Il est peu probable que l'administration d'un bolus de solutés avant l'induction pré-intubation soit bénéfique pour l’ensemble des patients. Cependant, il existe probablement un sous-groupe pour lequel cette intervention aurait un intérêt. L'administration de solutés péri-intubation doit continuer d'être fondée sur l’évaluation individuelle réalisée par le médecin.
* Anand Swaminathan, "PrePARE: Effect of Fluid Bolus on CV Collapse During RSI"
REBEL EM blog, November 11, 2019.
Post Peer Reviewed By: Salim R. Rezaie, MD (Twitter: @srrezaie)
Références :
Jaber S, Jung B, Corne P, et al. An intervention to decrease complications related to endotracheal intubation in the intensive care unit: a prospective, multiple-center study. Intensive Care Med 2010; 36: 248–55. PMID: 19921148
Umobong EU, Mayo PH. Critical care airway management. Crit Care Clin 2018; 34: 313–24. PMID: 29907267
La French Touch
par le Pr Pierre Pasquier,
anesthésiste-réanimateur - Service de santé des armées
(Hôpital d’instruction des Armées Percy, école du Val-de-Grâce).
En situation d’urgence, l’intubation de la trachée après induction à séquence rapide est une période à haut risque d’instabilité hémodynamique.
En particulier chez le patient en état de choc, le choix des drogues d’induction et leurs posologies est essentiel : hypnotiques de court délai d’action et les moins dépresseurs au plan hémodynamique, posologies réduites de moitié au moins (kétamine 1 à 2 mg/kg, ou étomidate 0,2 mg/kg).

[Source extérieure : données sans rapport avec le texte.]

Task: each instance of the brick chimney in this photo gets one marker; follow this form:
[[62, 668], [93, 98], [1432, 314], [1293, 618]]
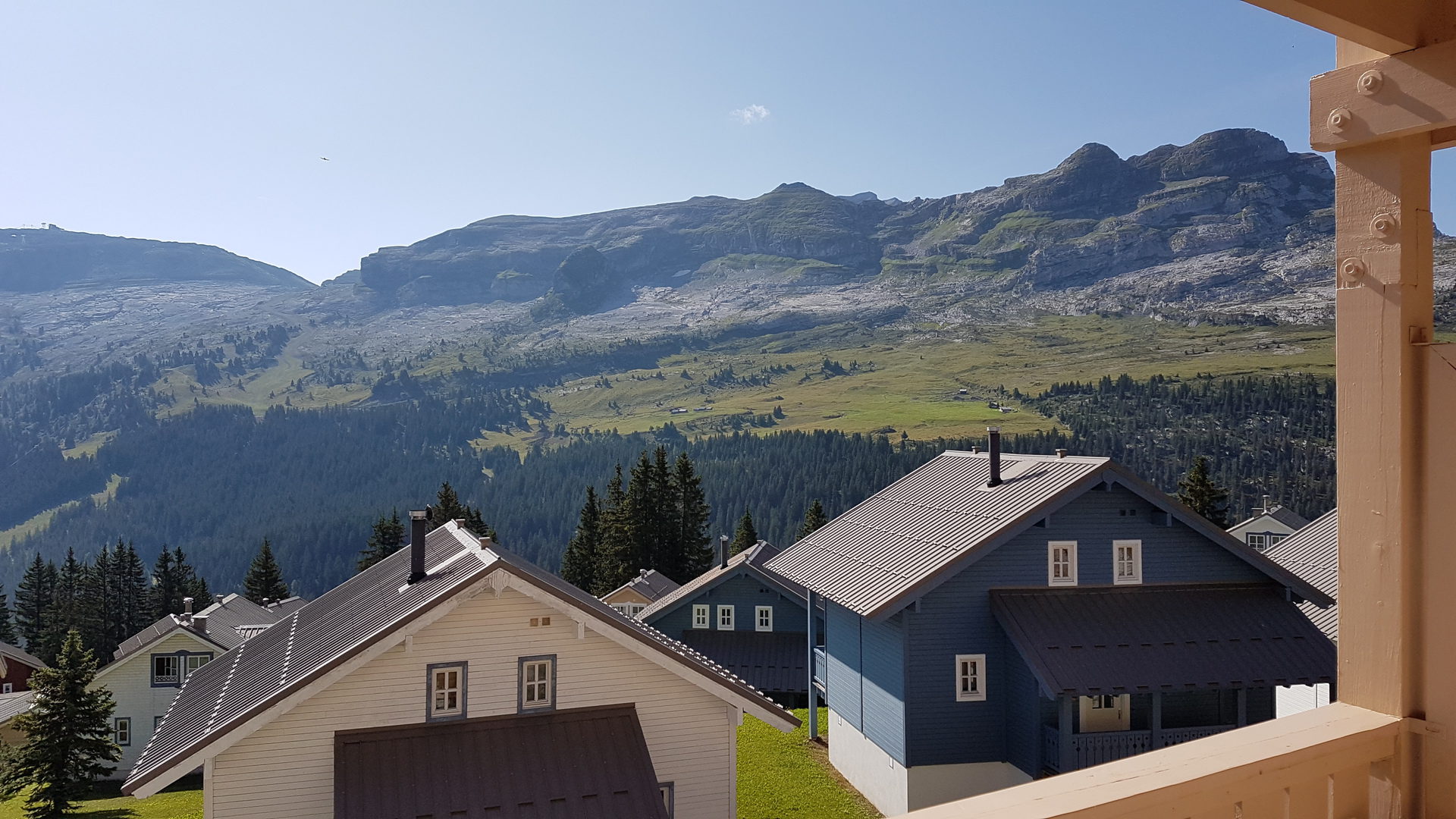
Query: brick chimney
[[993, 447], [419, 528]]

Par ailleurs, en 2016, les RFE «Intubation et extubation du patient de réanimation» ** ont recommandé l’utilisation d’un protocole hémodynamique, définissant les modalités du remplissage vasculaire et de la mise en place précoce de catécholamines pour diminuer les complications hémodynamiques lors de l'intubation des patients en réanimation (Grade 2+) Accord FORT.
Cela rejoint parfaitement l’analyse de cet article : «pas de vérité universelle».
Une stratégie hémodynamique dédiée doit être menée pour chaque patient chez qui une induction à séquence rapide va être conduite afin d’intuber la trachée. Celle-ci peut comprendre l’administration d’un bolus liquidien et/ou la perfusion continue de vasopresseurs.